A key part of the redefinition of “woke” involved the rhetorical device of demonizing. Demonizing is portraying the target as evil, corrupt, dangerous, or threatening. This can be done in the usual three ways: selective demonizing, hyperbolic demonizing, or fictional demonizing. Selective demonizing is when some true negative fact about the target is focused on to the exclusion of other facts about the target. Hyperbolic demonizing involves greatly exaggerating a negative fact about the target. Fictional demonizing is simply lying about the target. For example, “critical race theory” (which now falls under “woke”) originally referred to a law school level theory about the impact of race in the law. But, in addition to being made into a Balloon Man, it has also been demonized as something awful. Likewise for the other terms that now fall under “woke.” The defense against demonizing is to critically examine such claims to see if they are plausible or not.
The right has also been scapegoating wokeness by blaming it for problems that it did not cause. The most recent example is the bizarre efforts of some conservatives to blame the collapse of Silicon Valley Bank on wokeness. As would be expected, no serious person gives this any credence since the bank collapsed for the usual reasons we have seen over and over. Presumably this is intended to misdirect people from the real causes (a Red Herring) and to “prove” that wokeness is really bad. While not the most absurd thing pushed by the right, Americans should feel both insulted and offended by this latest attempt at deceit. After all, even the slightest reflection on the matter would show that the idea that a major bank failed because of wokeness is absurd. As such, unless these people think that their base is onboard with their lies, they clearly think their base is ignorant and stupid.
Some of what is included under the redefinition of “woke” includes dog whistles. One version of the dog whistle is to use coded language such that its true (and usually controversial or problematic) meaning is understood by your intended audience but not understood by the general population. This is analogous to how slang terms and technical terms work; you need to know the special meanings of the terms to understand what is being said. Another version of the dog whistle is a form of innuendo. A word or phrase is used to suggest or imply something (usually negative). If you do not know the special meanings or the intended implication, you are excluded, often intentionally so. For example, “Critical Race Theory” has been assimilated into “woke” but the phrase is now a dog whistle.

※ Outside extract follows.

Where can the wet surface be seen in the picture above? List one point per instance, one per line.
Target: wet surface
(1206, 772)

Interestingly, the term “woke” itself functions as a dog whistle. Since anyone can technically be woke (and straight white men have claimed to be woke), someone using the term as a dog whistle has that all important plausible deniability. The dog whistle aspect of the redefinition is a critical part of weaponizing “woke.” After all, making something into a dog whistle means that:
The vagueness and demonizing enable the term “woke” to reference what could be called a Universal Enemy. This is a rhetorical technique of broadly defining something in negative ways so that it can serve as an enemy for almost anyone. If the universal enemy is successfully created, then the term can be effectively used to persuade people that something (or someone) is bad simply by applying the term. If pushed enough, this can also be a form of Begging the Question: arguing that something is bad by defining it as bad. If people see “woke” as whatever they think is bad and they think that something is woke, then they will think that it is bad—no actual proof needed. A defense against this technique is to recognize that the redefinition of the term is vague (and the product of demonizing) and not fall for the technique. Crudely put, if “woke” just means “bad”, then it is effectively vacuous.
The vagueness of the redefinition of “woke” also allows for assimilation of anything that expresses criticism of “woke”, whether the critic agrees with the redefined term. For example, someone might create a video or blog that is critical of “woke” defined in terms of performative activism or virtue signaling but also believe that people should be alert to injustice and discrimination. But their video or blog can simply be assimilated and used as “evidence” that “woke” is bad. One common tactic used to assimilate is Headlining: using the title of something that seems to support what is being claimed. For example, if the imaginary blog or video was titled “Wokeness is Bad for Justice” then it could be used to “prove” that the redefined wokeness is bad for justice. The defense against this is to check the critic’s definition of “woke.” If they are not using the redefined definition, then their criticism does not automatically apply. In the fictional example given, the creator of the blog or video would presumably not support their work being used that way.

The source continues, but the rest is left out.